Is It Safe to Bank Online?

Ten ways to keep your information secure in the wake of high-profile cyberattacks.

By + More

Last week's security breach at Citibank was just the latest in a string of incidents that have rattled consumers: Sony, Lockheed Martin, and iTunes are also among recent high-profile targets. With such big names falling victim to hackers, is it still safe to bank online?

[In Pictures: 10 Smart Ways to Improve Your Budget.]

The answer, according to top security experts, is a qualified "yes." Using the Internet to bank, buy music, or shop is still as safe or safer than visiting brick-and-mortar locations, as long as consumers take precautions and know what to do if they notice any suspicious activity. In fact, the overall trend is a reassuring one: 2010 actually saw fewer records breached than the previous year due to new infrastructure in place, says Julie Conroy McNelley, senior fraud and risk analyst at research firm Aite Group. Today, she adds, "banks have some of the most sophisticated mechanisms in place."

As long as consumers take a few basic steps (explained below) to help protect their information, security experts agree that online banking remains safe. That's a good thing, since it's almost impossible for consumers to avoid sharing personal data online if they want to participate in 21st-century life, from Facebook to online sales to paying bills. Plus, as McNelley adds, many breaches involve databases of card numbers that exist regardless of how cardholders use their accounts.

Much of online security is out of consumers' hands altogether. "It's actually extremely difficult to know how secure any bank's information-handling is," says Geoff Webb, executive at data protection firm Credant Technologies. Banks often don't share much about their security techniques, since they don't want to tip off criminals on how best to attack them. Whether they talk about it or not, financial firms should be encrypting data, segregating credit card information from other types of data, and making web applications as secure as possible. Regular training of employees is also key, he adds.

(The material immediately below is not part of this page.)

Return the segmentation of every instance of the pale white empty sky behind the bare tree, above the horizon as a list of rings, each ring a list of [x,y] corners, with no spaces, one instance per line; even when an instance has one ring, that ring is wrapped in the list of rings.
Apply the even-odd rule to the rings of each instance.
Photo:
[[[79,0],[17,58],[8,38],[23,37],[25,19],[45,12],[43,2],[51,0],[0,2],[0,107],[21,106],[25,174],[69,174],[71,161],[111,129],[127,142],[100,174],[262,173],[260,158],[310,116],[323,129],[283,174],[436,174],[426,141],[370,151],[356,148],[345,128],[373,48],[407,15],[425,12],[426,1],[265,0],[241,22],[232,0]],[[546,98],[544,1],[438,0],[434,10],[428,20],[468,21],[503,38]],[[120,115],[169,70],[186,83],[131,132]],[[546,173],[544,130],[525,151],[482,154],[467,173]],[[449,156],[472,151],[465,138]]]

In addition to doing what they can to protect themselves on their own, consumers can talk to their representatives in Congress to push for bigger changes, Webb says. The government is becoming increasingly involved in driving the security of banks and other organizations, Webb says. In fact, the Commerce Department recently urged online companies to improve their own security, and President Obama proposed new cybersecurity legislation in May.

[See How to Stay Safe While Shopping Online.]

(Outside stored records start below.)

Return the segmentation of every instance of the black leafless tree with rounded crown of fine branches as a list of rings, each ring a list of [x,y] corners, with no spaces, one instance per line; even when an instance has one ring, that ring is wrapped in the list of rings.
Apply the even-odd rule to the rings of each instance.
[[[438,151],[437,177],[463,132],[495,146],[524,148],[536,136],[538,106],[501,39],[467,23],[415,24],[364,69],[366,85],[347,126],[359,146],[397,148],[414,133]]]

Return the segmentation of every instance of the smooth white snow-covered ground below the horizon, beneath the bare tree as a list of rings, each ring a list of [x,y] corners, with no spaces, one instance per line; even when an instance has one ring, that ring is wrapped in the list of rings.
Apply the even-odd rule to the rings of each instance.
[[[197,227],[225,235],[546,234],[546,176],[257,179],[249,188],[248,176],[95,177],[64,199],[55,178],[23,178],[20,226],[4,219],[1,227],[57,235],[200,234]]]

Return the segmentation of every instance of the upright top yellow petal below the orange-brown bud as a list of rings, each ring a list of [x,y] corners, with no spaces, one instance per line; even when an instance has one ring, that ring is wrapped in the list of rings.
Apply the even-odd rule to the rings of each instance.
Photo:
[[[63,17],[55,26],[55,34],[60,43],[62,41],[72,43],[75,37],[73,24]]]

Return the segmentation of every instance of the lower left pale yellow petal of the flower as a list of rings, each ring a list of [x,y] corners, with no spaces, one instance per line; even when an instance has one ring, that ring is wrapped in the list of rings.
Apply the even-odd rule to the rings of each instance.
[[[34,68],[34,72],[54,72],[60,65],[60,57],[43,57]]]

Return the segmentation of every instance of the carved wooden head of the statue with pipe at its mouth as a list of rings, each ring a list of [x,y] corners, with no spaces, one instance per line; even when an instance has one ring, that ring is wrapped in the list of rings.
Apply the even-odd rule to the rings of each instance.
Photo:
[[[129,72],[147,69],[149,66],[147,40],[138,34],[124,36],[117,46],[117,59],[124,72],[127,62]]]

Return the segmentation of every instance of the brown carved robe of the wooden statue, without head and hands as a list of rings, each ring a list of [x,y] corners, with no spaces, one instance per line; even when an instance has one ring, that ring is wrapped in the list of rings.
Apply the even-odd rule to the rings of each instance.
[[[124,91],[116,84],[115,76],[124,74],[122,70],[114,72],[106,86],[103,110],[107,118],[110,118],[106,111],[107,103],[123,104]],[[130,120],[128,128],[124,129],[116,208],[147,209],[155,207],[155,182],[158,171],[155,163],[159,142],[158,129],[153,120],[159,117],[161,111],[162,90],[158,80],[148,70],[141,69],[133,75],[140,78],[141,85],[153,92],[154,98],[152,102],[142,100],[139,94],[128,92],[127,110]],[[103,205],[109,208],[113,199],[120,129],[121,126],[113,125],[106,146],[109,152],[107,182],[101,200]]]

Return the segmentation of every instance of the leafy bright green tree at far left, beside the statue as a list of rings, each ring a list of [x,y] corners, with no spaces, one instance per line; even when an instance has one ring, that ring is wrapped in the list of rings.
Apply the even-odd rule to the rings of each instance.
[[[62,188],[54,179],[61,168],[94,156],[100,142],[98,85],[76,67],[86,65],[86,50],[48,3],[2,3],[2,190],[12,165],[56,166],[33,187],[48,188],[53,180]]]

Here are 10 steps consumers to take to make sure their information is safe:

1. Don't talk to cyber-strangers, and don't click on hyperlinks within emails from strangers. "That's the easiest way to download malware to your computer," says McNelley. Even if an email looks like it's from a company you know, such as your bank, go directly to the bank's website and log in there instead of clicking on the embedded link, and never open attachments from strangers (or even suspicious-looking ones from friends, who may have been hacked themselves). Sometimes hackers will set up fake sites that look like real sites to capture victims' information, a method referred to as phishing.

"A financial institution will never contact you via email asking you to verify your funds, request your username or password, or any other sensitive information," says Stephen Sims, senior instructor at the SANS Institute, which educates security professionals.

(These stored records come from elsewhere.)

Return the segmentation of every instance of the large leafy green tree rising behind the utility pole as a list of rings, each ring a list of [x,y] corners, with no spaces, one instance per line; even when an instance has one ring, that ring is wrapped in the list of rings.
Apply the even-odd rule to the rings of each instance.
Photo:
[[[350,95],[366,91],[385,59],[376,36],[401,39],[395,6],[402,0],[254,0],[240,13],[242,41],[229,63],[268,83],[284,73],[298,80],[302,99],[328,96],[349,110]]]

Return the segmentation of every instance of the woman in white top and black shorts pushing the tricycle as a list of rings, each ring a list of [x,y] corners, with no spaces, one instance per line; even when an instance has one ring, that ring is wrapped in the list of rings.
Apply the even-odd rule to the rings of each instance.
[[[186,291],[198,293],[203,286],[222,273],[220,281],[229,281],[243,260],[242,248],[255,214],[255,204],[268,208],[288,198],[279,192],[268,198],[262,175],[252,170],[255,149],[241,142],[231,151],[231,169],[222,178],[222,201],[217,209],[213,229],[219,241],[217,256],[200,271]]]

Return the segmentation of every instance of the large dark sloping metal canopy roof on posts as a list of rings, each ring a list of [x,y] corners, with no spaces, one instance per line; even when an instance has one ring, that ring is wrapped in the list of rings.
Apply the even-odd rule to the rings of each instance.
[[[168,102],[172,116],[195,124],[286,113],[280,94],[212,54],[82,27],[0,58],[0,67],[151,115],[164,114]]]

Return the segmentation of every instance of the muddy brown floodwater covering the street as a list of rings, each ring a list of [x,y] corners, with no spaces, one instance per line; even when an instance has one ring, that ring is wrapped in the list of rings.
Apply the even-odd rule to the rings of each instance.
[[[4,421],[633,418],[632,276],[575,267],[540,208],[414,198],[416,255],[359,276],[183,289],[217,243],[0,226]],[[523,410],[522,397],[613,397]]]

2. Treat your smartphone like the computer it is. Downloaded apps can contain malicious codes, warns McNelley. "You have no idea who created that app, and very little code-checking goes on," she says. If you're going to download apps, she suggests avoiding or minimizing the financial transactions you make with the smartphone. "Mobile phones are really tiny computers, but most consumers don't treat them as such or get anti-virus software for their smartphone," she adds.

Meanwhile, be sure antivirus software on laptops and desktops is up to date. "Many compromises are a result of keystroke-logging software that is illicitly installed on a user's system, capturing usernames and passwords," says Sims.